In this retrospective analysis, the authors sought to answer this important question using prospectively collected data from the “Prehospital Tranexamic Acid Use for Traumatic Brain Injury (TXA)” trial that was also presented by Rowell et al. in “Effects of out-of-hospital tranexamic acid vs placebo on 6-month functional neurologic outcomes in patients with moderate or severe traumatic brain injury.” This randomized, multicenter trial was powered to analyze the effect of two out-of-hospital TXA dosing strategies (bolus only: 2-g out-of-hospital TXA bolus; bolus-maintenance: 1-g out-of-hospital bolus followed by 1-g infusion within two hours of injury) versus placebo on 6-month neurologic outcomes in patients age 15 or older with suspected TBI meeting the following inclusion criteria: blunt or penetrating mechanism; GCS ≤ 12 before randomization, sedatives, or paralytics; SBP ≥ 90 mmHg before randomization; IV access prior to arrival at participating trauma center. Importantly, patients were excluded if they had GCS of 3 and nonreactive pupils, ≥ 2 hours estimated since time of injury, CPR before randomization, > 20% TBSA burns, and administration of TXA or procoagulant before randomization.
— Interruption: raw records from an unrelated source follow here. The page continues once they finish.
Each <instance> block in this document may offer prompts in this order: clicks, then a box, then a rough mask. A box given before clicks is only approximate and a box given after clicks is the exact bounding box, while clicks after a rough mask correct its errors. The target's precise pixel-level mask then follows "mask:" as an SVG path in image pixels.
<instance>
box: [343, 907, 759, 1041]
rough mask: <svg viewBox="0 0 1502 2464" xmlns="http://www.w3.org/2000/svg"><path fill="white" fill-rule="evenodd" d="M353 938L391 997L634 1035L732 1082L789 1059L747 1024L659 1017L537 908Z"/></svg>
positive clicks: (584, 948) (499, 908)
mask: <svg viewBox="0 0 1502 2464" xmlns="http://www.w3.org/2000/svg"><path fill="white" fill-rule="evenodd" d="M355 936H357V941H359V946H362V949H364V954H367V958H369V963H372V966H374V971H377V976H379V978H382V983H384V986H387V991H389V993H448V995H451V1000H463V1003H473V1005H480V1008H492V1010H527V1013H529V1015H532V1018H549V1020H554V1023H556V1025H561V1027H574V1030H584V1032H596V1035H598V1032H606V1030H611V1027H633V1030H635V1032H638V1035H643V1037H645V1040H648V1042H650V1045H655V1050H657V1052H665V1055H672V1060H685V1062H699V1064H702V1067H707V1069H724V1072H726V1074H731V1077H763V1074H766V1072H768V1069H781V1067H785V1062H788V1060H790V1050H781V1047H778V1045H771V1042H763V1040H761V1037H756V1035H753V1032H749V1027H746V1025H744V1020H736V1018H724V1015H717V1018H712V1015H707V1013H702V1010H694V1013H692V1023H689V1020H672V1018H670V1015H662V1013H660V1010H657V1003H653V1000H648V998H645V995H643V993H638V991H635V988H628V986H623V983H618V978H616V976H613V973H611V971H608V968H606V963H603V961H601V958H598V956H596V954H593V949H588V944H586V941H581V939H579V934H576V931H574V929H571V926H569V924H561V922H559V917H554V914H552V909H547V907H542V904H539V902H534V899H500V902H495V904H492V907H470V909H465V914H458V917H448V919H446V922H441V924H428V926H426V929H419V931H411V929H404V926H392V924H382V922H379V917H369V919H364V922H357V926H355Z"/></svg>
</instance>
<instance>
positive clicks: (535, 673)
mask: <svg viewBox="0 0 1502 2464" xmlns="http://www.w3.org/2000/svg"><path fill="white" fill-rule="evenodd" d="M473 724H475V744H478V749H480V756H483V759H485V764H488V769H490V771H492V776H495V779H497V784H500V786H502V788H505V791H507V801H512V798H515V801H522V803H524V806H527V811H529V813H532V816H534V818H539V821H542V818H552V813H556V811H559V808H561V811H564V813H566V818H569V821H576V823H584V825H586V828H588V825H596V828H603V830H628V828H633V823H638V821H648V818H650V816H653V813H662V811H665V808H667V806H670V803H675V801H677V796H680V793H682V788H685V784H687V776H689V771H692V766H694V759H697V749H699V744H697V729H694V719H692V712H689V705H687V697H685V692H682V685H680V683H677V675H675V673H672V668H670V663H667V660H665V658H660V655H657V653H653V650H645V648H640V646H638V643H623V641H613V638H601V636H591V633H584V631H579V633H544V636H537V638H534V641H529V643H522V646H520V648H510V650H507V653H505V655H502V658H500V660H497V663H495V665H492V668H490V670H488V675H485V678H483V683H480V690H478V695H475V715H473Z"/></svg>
In this retrospective study, however, the authors specifically focused their analysis on adverse events after receiving TXA or placebo among the 395 trial participants (41% of all enrolled participants) who did NOT have any ICH on their initial CT. Both treatment groups – bolus only and bolus-maintenance – were well-balanced compared to the placebo group with respect to age, sex, race, ethnicity, out-of-hospital GCS, injury type, ISS, and AIS Head. They efficiently summarized their own results with the following sentence: “Of the 15 adverse events individually compared in both TXA treatment groups, none were found to statistically differ from the placebo population in terms of 28-day incidence.”
The authors openly acknowledge that the original trial was only powered to assess one outcome (6-month neurological outcomes) and that their retrospective analysis is largely underpowered to assess differences in the incidence of theoretical risks of TXA including pulmonary embolism (1.5% overall), deep venous thrombosis (0.5% overall), myocardial infarction (0.7% overall), and seizures (3.0% overall). As they note in their discussion, it would likely take 6,264 individuals to power a prospective study observing the incidence of PE among patients receiving 2-g TXA versus placebo. At the end of the day, Harmer et al. face the same limitations seen in other studies that comment on adverse events following TXA administration including heterogeneous screening protocols for VTE and non-standardized characterization of seizure activity. Nonetheless, their analysis strengthens the argument that prehospital administration of TXA to patients with suspected TBI and GCS ≤ 12 should not be impeded by concern for harming those subsequently found to not have ICH on their initial CT.